Members of the 82nd Avenue Improvement Coalition, a volunteer group working on improvements for the busy corridor, met in March. The group was pleased that the RFP had been issued, even though it was delayed, according to Brian Wong, chair of the coalition. This winter ODOT had said the consultant would be on board and the community work groups created by March. Wong said ODOT’s original timeline on hiring had to be adjusted.

“This is our job as a group: to keep an eyeball on this stuff and make sure it actually happens,” Wong said. “We have to acknowledge that the whole point of us being here is to keep issues and the planning process as a priority so that they do get implemented, even though they get delayed. We need to expect delays on many things. We just have to make sure that they don’t get delayed forever.”
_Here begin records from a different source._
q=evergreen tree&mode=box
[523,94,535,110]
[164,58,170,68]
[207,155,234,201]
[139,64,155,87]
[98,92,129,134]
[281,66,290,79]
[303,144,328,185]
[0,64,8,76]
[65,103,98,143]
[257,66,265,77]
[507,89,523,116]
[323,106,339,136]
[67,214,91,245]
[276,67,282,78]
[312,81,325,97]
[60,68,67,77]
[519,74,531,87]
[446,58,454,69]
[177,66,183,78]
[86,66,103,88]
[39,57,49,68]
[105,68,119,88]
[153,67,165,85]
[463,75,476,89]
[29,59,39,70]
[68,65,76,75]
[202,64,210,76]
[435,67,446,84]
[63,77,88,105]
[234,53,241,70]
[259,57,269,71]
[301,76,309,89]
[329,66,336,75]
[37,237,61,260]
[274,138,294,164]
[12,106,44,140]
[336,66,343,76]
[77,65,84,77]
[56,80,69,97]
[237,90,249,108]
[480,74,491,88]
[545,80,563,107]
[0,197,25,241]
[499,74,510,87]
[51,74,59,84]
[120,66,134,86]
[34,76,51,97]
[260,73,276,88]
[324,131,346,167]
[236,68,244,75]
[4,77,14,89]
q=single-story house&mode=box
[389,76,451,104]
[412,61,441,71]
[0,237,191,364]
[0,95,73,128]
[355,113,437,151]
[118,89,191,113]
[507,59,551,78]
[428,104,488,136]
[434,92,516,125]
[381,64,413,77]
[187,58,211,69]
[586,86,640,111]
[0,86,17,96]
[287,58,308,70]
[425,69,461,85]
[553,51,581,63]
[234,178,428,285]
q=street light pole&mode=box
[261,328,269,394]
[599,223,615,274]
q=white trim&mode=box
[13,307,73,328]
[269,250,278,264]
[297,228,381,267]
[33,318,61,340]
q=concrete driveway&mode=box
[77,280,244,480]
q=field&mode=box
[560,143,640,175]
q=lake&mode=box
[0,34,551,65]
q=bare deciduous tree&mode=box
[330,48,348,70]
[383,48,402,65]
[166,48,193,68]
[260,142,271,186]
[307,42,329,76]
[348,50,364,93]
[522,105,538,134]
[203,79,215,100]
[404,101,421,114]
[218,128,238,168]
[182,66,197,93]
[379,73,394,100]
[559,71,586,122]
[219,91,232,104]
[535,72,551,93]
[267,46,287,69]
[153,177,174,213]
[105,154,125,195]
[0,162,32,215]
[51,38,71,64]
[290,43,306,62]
At that same meeting, the group discussed Oregon House Bill 2621, which would allow an electronic speed enforcement camera on high-crash corridors. Wong said there are 10 such corridors in the state, and 82nd Avenue is one of them. Gabriel Graff, from the Portland Bureau of Transportation, spoke at the meeting, requesting members’ support of the legislation. “No one likes the “Big Brother” element to this piece, but we all recognize that we don’t like high-speed traffic moving up and down that corridor, either,” Wong said.

After some discussion, the group agreed by consensus, with one abstention, to support the bill. However, the group required that the drafted bill keep its current language, which requires an electronic board 100 yards before each camera that will post drivers’ speeds and inform them that they’ll receive a ticket if they continue over the speed limit.

“The goal is to reduce speed,” Wong said. “It’s the result that matters, not the mechanics of it.”

State Rep. Alissa Keny-Guyer presented information to the group about a bill she is sponsoring that would ban exclusionary zoning in housing in Oregon.

Members of the group also heard Nan Stark from the city’s Bureau of Environmental Services discuss the formation of town centers at different points along 82nd Avenue.

John Mulvey volunteered to become the communications chair for the group. Mulvey set up a Facebook page for the group at www.facebook.com82ndavenue. “We’ll continue to leverage the social media pages to communicate with everyone [about] what’s going on,” Wong said.

In order to attend a meeting organized by Madison High School students that includes city officials discussing concerns about adults businesses along 82nd Avenue and human trafficking, the 82nd Avenue Improvement group canceled its regularly scheduled May meeting.